Para entender o sucesso de O Ébrio, lembremos as palavras de Nelson Rodrigues (1912-1980): "ninguém faz nada em arte se lhe falta a dimensão de Vicente Celestino".1 Para o dramaturgo carioca, Celestino era uma espécie de arquétipo encarnado do artista popular. Pois o filme de Gilda permite justamente que essa figura chapliniana do cantor alcance seu ápice dramático como o bom médico que se torna o "ébrio" do título, o vagabundo errante de apelo tragicômico. A identificação do público é imediata, ainda mais porque o roteiro escrito por Gilda articula de modo feliz o melodrama, gênero industrial por excelência do cinema latino-americano, com parte de nossa tradição da comédia de costumes, tudo isso ambientado com cenários de forte apelo afetivo: a casa de subúrbio, o espaço paroquial, o auditório da rádio, o boteco do Manoel. Antes de tudo, O Ébrio é um sucesso de comunicação direta com as massas.

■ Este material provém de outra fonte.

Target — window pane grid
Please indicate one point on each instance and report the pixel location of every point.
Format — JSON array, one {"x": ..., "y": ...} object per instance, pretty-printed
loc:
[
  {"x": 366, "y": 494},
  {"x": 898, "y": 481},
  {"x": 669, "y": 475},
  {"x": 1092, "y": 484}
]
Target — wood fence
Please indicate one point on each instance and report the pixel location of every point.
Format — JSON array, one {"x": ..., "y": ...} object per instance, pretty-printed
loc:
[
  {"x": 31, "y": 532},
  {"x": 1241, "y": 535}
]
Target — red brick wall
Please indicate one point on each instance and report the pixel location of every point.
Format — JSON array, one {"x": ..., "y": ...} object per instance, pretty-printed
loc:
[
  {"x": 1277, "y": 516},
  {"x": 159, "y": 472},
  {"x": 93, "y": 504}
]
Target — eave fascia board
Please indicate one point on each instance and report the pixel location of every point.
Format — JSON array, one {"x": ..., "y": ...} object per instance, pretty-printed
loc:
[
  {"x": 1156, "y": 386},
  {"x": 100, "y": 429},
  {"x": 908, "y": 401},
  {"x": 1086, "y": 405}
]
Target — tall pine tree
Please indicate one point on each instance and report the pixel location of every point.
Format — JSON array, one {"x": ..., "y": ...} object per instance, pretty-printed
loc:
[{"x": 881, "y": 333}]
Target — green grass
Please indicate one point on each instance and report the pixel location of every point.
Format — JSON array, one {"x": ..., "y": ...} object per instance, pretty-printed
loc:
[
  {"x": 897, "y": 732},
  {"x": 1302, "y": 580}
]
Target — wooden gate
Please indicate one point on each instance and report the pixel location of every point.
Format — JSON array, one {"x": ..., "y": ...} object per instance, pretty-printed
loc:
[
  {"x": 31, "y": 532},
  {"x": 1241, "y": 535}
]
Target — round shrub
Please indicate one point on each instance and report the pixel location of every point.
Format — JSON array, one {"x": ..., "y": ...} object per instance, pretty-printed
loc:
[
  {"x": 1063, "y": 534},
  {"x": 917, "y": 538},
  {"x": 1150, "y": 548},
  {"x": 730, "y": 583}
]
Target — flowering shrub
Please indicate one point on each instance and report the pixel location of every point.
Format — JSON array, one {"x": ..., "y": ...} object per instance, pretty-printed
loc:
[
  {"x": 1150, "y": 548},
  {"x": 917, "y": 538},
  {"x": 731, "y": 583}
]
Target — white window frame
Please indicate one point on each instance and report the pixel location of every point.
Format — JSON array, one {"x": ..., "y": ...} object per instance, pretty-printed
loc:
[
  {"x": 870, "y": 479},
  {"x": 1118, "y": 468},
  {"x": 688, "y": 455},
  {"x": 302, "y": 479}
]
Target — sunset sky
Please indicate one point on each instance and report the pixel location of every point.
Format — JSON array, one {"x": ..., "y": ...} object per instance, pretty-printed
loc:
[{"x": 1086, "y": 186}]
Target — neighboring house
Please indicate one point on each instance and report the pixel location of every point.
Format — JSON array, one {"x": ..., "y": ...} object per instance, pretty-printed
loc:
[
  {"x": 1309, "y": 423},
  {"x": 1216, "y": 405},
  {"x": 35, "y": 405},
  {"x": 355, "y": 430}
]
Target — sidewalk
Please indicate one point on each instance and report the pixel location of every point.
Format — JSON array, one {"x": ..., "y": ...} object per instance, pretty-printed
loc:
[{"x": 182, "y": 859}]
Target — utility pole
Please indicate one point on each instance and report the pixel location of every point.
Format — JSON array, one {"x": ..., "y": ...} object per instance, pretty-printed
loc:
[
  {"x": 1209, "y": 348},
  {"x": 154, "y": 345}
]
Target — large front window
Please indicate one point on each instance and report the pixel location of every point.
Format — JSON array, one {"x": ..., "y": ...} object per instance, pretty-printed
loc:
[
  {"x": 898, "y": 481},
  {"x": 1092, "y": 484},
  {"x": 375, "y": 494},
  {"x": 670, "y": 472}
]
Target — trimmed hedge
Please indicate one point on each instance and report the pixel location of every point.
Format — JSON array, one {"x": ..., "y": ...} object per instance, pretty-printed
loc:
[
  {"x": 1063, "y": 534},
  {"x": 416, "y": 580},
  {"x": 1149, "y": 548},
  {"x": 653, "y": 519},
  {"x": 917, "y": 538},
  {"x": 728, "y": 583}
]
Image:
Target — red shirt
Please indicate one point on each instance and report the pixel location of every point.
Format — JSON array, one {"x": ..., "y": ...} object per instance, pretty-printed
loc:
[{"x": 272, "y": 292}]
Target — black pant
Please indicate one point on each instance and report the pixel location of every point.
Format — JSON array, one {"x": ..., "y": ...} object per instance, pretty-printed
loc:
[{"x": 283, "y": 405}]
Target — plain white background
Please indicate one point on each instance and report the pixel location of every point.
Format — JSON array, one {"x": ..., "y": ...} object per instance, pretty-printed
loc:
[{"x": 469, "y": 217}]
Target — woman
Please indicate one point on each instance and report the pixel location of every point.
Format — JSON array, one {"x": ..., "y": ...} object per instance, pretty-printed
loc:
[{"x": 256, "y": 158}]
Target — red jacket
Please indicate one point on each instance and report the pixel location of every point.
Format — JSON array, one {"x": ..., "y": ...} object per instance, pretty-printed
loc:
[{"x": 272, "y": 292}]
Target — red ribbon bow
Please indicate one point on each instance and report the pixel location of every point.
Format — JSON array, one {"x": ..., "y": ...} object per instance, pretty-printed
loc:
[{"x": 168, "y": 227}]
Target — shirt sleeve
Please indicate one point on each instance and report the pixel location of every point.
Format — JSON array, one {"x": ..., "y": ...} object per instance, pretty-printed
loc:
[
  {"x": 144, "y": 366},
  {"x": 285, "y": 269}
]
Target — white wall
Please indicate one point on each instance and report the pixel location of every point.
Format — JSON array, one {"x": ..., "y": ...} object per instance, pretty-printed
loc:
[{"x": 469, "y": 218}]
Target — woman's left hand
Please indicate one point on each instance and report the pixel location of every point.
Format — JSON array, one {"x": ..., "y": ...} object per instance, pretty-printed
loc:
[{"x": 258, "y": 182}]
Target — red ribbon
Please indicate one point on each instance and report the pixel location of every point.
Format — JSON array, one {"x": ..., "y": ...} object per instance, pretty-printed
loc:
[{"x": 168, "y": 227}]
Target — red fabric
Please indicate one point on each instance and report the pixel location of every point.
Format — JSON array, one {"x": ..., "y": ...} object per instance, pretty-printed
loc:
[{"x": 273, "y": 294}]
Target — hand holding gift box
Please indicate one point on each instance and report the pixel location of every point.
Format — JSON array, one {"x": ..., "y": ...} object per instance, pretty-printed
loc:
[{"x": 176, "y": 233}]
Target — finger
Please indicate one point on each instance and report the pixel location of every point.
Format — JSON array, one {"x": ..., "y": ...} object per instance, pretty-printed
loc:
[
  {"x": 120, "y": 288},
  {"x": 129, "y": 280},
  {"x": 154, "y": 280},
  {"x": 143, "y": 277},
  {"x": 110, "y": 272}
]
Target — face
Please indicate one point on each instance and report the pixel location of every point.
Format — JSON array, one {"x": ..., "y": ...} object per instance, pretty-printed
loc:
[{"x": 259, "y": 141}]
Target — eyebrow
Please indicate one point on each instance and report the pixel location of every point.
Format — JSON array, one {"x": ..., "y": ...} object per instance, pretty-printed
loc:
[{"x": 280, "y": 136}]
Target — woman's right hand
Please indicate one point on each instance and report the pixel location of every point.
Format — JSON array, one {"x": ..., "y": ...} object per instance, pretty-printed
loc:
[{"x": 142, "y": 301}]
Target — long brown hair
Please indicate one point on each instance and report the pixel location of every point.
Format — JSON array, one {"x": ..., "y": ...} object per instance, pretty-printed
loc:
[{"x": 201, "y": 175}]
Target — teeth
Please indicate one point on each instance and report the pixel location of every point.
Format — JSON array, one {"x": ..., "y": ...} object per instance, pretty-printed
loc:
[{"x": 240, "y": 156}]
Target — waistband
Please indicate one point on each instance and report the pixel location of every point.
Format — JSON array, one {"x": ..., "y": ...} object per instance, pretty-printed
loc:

Tentando aproveitar os bons ventos, Gilda de Abreu e a Cinédia fecham acordo para um novo filme, Um Pinguinho de Gente (1949), interpretado pela atriz mirim Isabeli de Barros, sensação em O Ébrio. A produção é atribulada, as filmagens começam em 22 de Abril de 1947 e só terminam em 16 de fevereiro de 1948 (isso sem as tomadas extras). Após todo o processo de finalização, a película só estreou em 4 de Outubro de 1949. Descontados os problemas pessoais entre Gilda e Adhemar Gonzaga, estes números evidenciam o caráter problemático da industrialização do cinema no Brasil - a Cinédia, então a maior companhia realizadora do país, sustentava-se sobre um modo de produção frágil. Um Pinguinho de Gente demora tanto para ser lançado que, ao estrear, não vale o investimento. Gilda tenta ainda mais uma vez repetir o sucesso de O Ébrio, agora fora da Cinédia. Coração Materno (1951) seguia a mesma receita: baseava-se numa canção famosa de Celestino e tinha ele próprio como astro. Aqui o fracasso se consuma: se o cinema sentimental de Gilda é um dos componentes do sucesso de O Ébrio, certamente pela dinâmica do enredo, em Coração Materno ele já não é mais bem aceito pela plateia que, no começo da nova década, já se acostuma ao padrão Vera Cruz e ao estilo mais solto das chanchadas da Atlântida.
Nota

1 Entrevista a Neila Tavares, Revista Ele & Ela, Fevereiro de 1975. Citado em: NUNES, Luiz Arthur. O Melodrama no Teatro de Nelson Rodrigues. Portal Brasileiro de Cinema, 2005.